By ERICA WERNER and MATTHEW DALY Associated Press Writers
WASHINGTON (AP) – The head of the troubled agency that oversees offshore drilling resigned under pressure Thursday as President Barack Obama moved more aggressively to take charge of the Gulf oil spill.
The departure of Minerals Management Service Director Elizabeth Birnbaum was announced by Interior Secretary Ken Salazar at a congressional hearing where Birnbaum had been scheduled to testify but didn’t show up.

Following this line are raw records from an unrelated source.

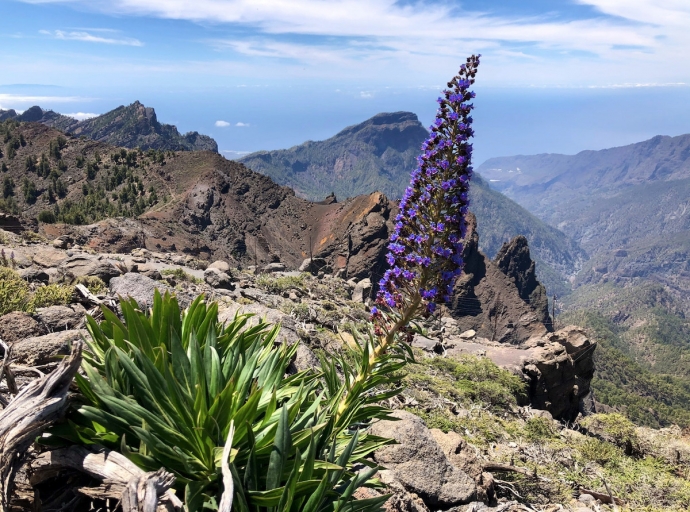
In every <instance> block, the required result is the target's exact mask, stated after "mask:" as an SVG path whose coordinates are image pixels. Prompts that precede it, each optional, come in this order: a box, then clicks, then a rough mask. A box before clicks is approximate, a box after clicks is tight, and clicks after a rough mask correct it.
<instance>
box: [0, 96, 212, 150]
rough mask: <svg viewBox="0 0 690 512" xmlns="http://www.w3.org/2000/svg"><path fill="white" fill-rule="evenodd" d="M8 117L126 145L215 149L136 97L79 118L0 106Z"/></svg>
mask: <svg viewBox="0 0 690 512" xmlns="http://www.w3.org/2000/svg"><path fill="white" fill-rule="evenodd" d="M12 118H14V119H17V120H18V121H31V122H36V123H41V124H45V125H46V126H50V127H52V128H57V129H58V130H61V131H63V132H68V133H71V134H73V135H76V136H84V137H86V138H89V139H93V140H97V141H99V142H105V143H106V144H111V145H113V146H120V147H125V148H130V149H134V148H137V147H139V148H141V149H143V150H147V149H157V150H172V151H204V150H206V151H214V152H216V153H217V152H218V144H217V143H216V141H215V140H213V139H212V138H211V137H209V136H208V135H200V134H199V133H198V132H189V133H185V134H183V135H182V134H180V132H179V131H178V130H177V128H176V127H175V126H173V125H171V124H163V123H159V122H158V118H157V117H156V112H155V110H154V109H153V108H151V107H146V106H144V105H142V104H141V103H139V102H138V101H135V102H134V103H132V104H131V105H128V106H126V107H125V106H120V107H117V108H116V109H114V110H111V111H110V112H106V113H105V114H102V115H100V116H97V117H93V118H91V119H85V120H83V121H78V120H77V119H74V118H72V117H69V116H65V115H62V114H58V113H56V112H53V111H51V110H43V109H42V108H41V107H38V106H35V107H31V108H29V109H28V110H25V111H24V112H23V113H21V114H17V112H16V111H14V110H0V121H3V120H5V119H12Z"/></svg>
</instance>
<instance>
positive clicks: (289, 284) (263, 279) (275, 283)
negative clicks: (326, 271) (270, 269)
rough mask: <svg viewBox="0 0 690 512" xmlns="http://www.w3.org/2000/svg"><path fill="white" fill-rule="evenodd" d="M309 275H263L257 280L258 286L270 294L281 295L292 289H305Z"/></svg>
mask: <svg viewBox="0 0 690 512" xmlns="http://www.w3.org/2000/svg"><path fill="white" fill-rule="evenodd" d="M306 279H307V274H300V275H299V276H274V275H271V274H261V275H260V276H258V277H257V278H256V286H258V287H259V288H261V289H262V290H266V291H267V292H270V293H276V294H280V293H283V292H286V291H288V290H289V289H291V288H298V289H302V288H304V285H305V282H306Z"/></svg>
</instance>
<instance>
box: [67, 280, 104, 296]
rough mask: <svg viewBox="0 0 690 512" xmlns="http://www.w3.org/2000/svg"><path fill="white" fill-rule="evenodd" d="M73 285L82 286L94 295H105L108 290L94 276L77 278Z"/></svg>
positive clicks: (103, 285) (101, 282) (100, 280)
mask: <svg viewBox="0 0 690 512" xmlns="http://www.w3.org/2000/svg"><path fill="white" fill-rule="evenodd" d="M74 284H83V285H84V286H86V287H87V288H88V289H89V291H90V292H91V293H93V294H94V295H99V294H101V293H105V292H106V290H107V289H108V286H107V285H106V284H105V283H104V282H103V280H102V279H101V278H100V277H96V276H79V277H78V278H77V279H76V281H75V282H74Z"/></svg>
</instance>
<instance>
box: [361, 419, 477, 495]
mask: <svg viewBox="0 0 690 512" xmlns="http://www.w3.org/2000/svg"><path fill="white" fill-rule="evenodd" d="M392 416H393V417H395V418H398V420H399V421H379V422H376V423H375V424H373V425H372V426H371V429H370V432H371V433H372V434H374V435H378V436H381V437H388V438H392V439H395V440H396V441H397V442H398V443H399V444H397V445H393V446H385V447H383V448H381V449H379V450H377V451H376V452H375V454H374V458H375V459H376V462H377V463H379V464H381V465H383V466H384V467H386V468H387V470H388V471H390V472H391V473H392V476H393V478H394V479H396V480H398V481H399V482H400V483H402V485H403V486H404V487H405V489H407V490H408V491H410V492H413V493H415V494H417V495H418V496H419V497H420V498H422V500H424V503H426V504H427V505H431V506H434V508H439V507H441V508H447V507H452V506H455V505H460V504H463V503H468V502H470V501H472V499H474V497H475V496H476V492H477V488H476V484H475V483H474V481H473V479H472V478H470V477H469V476H468V475H467V474H466V473H465V472H463V471H462V470H460V469H458V468H456V467H455V466H453V464H451V462H450V461H449V460H448V458H447V457H446V455H445V454H444V452H443V449H442V448H441V446H439V444H438V443H437V442H436V440H435V439H434V437H433V435H432V434H431V432H430V431H429V429H428V428H426V425H424V422H423V421H422V420H421V419H420V418H418V417H417V416H415V415H413V414H410V413H408V412H405V411H395V412H394V413H393V414H392Z"/></svg>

Birnbaum resigned "on her own terms and her own volition," Salazar told lawmakers. “Elizabeth Birnbaum is a strong and effective person and leader. She helped break through tough issues including offshore renewable development and helped us take important steps to fix a broken system. She is a good public servant. She resigned today on her own terms and on her own volition. I thank her for her service and wish her the very best.”
Birnbaum released the following statement. “I’m grateful to the President and to the Secretary for allowing me to serve this Administration and the country. It’s been a great privilege to serve as Director of the MMS. I have enormous admiration for the men and women of the MMS who do a difficult job under challenging circumstances. I’m hopeful that the reforms that the Secretary and the Administration are undertaking will resolve the flaws in the current system that I inherited.”
The development came just hours before a White House press conference where Obama was set to announce strong new measures in response to the spill, including extending a moratorium on new deepwater oil drilling and canceling some planned lease sales entirely.
Birnbaum, who had led MMS since July 2009, was out after she and her agency came under withering criticism from lawmakers of both parties over lax oversight of drilling and cozy ties with industry. Salazar recently announced he was radically restructuring the agency into three separate parts.
It was a day of fast-moving developments in Washington and in the Gulf, where engineers were watching for signs of success from the latest attempt to stanch the leak five weeks into the catastrophe.